Stoichiometry matters: correlation between antisite defects, microstructure and magnetic behavior in the cathode material Li1-zNi1+zO2

As contemporary battery applications such as electric vehicles demand higher energy densities, layered LiNiO2 (LNO) could contribute as the end-member of the LiNi1-x-yCoxMnyO2 (NCM) family with the highest extractable specific capacity in a practical voltage window. Achieving high capacities requires among other things a defect free crystal structure, which is not easily achieved due to the natural occurrence of Ni excess on the Li site (Ni-Li) and/or antisite defects where Ni and Li switch crystallographic sites. Here, we present a study of the evolution of point defects in a series of LNO samples varying from underlithiated to fully lithiated stoichiometry in layered Li1-zNi1+zO2 with -0.05 <= z <= 0.35. Using the high angular resolution of synchrotron X-ray diffraction complemented with the different elements contrast provided by neutron diffraction, we are able to identify two defect regimes.
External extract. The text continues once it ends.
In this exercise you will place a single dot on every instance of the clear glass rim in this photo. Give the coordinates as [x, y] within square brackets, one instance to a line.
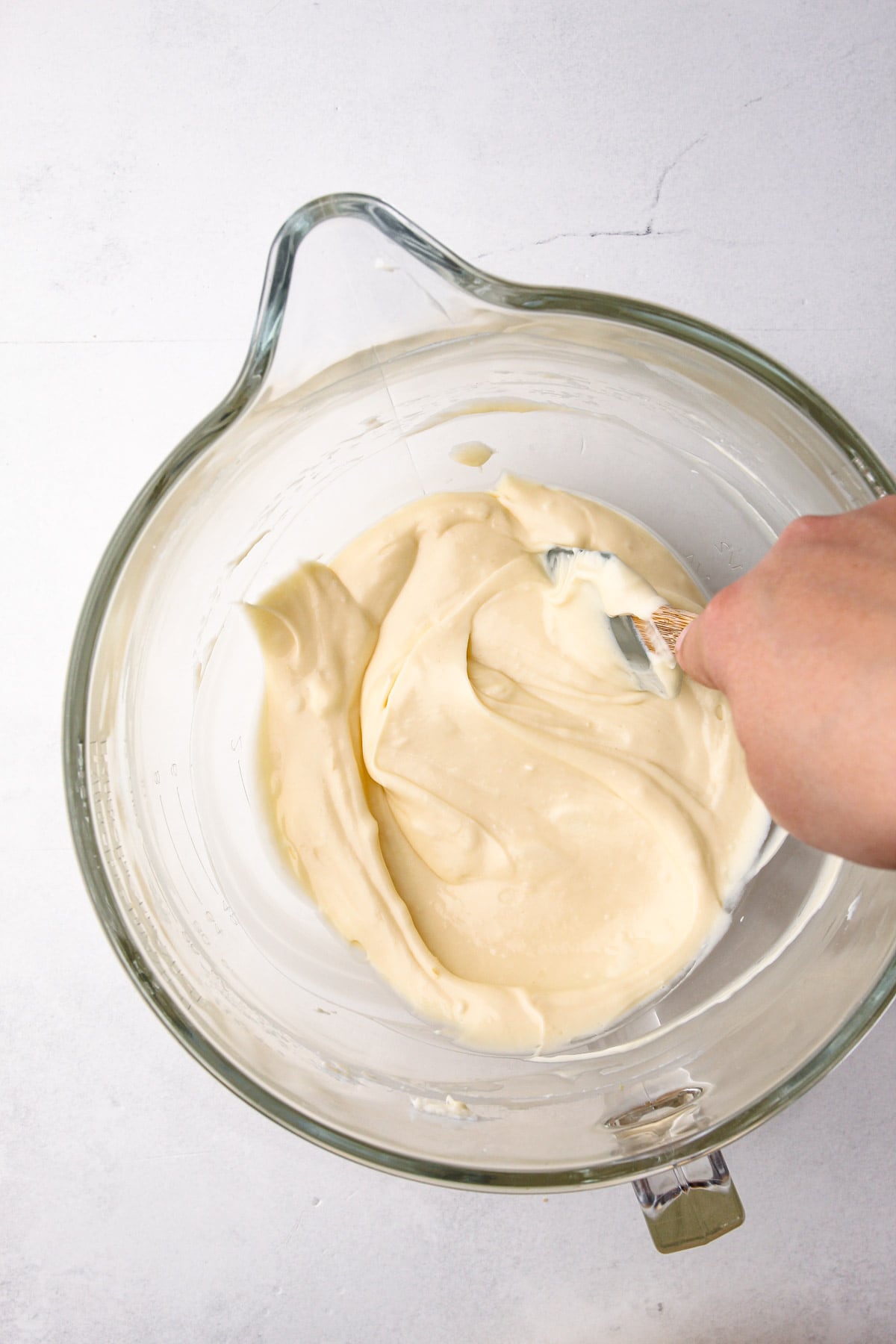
[503, 293]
In the first regime, at the underlithiated end, both Ni-Li as well as Li on the Ni site (Li-Ni) defects are present. Inhibited crystal growth during synthesis is found to coincide with the presence of these Li-Ni defects for z >= 0.15. Upon decreasing z values and the vanishing of Li-Ni, the primary particle size distribution as well as average refined crystallite size increases. Investigation of the local structure by nuclear magnetic resonance reveals the presence of a Li environment not detected by diffraction methods at low z, the Li-rich end of the sample series. Finally, magnetometry data suggest the onset of the ferrimagnetic-to-antiferromagnetic transition in LNO correlates with the elimination of Li-Ni defects in the structure. The present study thus not only highlights the correlation between defect chemistry and physical properties, but also shows the relationship to crystal growth, a field highly relevant for industrial battery cathode materials engineering.